In a 1988 paper, Mr. Donald Haines of the USDA Forest Service’s North Central Research Station proposed what he called the “Lower Atmosphere Stability Index.” Renamed the Haines Index in his honor since then, it has a value of 2, 3, 4, 5, or 6 and is a simple measure of how strongly atmospheric conditions near the earth’s surface might contribute to an existing fire becoming a dangerous, erratic fire with a strong, well defined updraft. It reflects atmospheric stability and dryness for a layer of the atmosphere roughly 1 to 5 km above the surface.
Just as important as recognizing what the Haines Index does indicate, is knowing what it does not indicate. The Haines Index says nothing about fuel conditions – whether fuels are abundant or sparse, wet or dry. It does not reflect surface temperature, humidity or wind conditions. And, because it does not include any measure of winds at the surface or aloft, it does not necessarily indicate anything about danger, behavior or growth for fires when strong winds are present.

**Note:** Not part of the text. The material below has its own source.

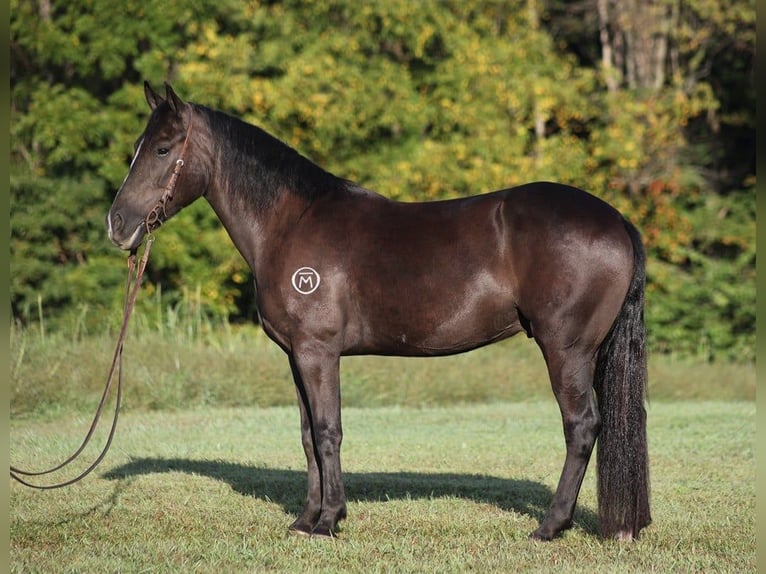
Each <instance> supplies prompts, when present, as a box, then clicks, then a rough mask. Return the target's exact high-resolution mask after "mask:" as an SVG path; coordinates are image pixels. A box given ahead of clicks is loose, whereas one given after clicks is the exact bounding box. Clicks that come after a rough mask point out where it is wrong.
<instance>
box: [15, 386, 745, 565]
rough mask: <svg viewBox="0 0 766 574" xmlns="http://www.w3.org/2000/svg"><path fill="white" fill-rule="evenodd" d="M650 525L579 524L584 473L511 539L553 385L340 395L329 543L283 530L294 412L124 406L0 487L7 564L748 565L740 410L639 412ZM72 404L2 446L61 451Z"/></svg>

The Haines Index depends on temperature and dew point values measured above the ground, across a layer of the atmosphere identified by the pressures at the top and bottom of the layer. Depending on the surface elevation of the region of interest, there are three possible layers used for computing the Haines Index, and these three layers provide what are commonly known as the low, mid and high elevation Haines Index variants. The pressure layers used for the variants are 950 millibars (mb) to 850 mb for the low variant; 850 mb to 700 mb for the mid variant, and 700 to 500 mb for the high variant.
For all three variants of the Haines Index, there are two components. The A component reflects the temperature difference between the top and bottom of the appropriate layer. The B component reflects the difference between air temperature and dew point (this difference is often called the dew point depression) at the top of the layer (in the case of the low variant) or the bottom of the layer (for the mid and high variants.) For each component, the differences are converted to values of 1, 2, or 3 based on thresholds specified by Haines. The final Haines Index is the sum of these two component values, a number between 2 and 6, inclusive. Values of 2 or 3 are considered “Very Low,” a 4 is “Low,” a 5 is “Moderate” and a 6 is “High.” The use of “low” and “high” to describe both the value and the variant of the Haines Index can lead to some confusion, and users must be clear on which aspect they mean.
Originally, Haines computed the index using measurements taken at 00 UTC, which corresponds to local mid-afternoon to late evening, depending on local time zone. However since its creation, researchers and practitioners have computed it for other times of day also, using observations or forecast information.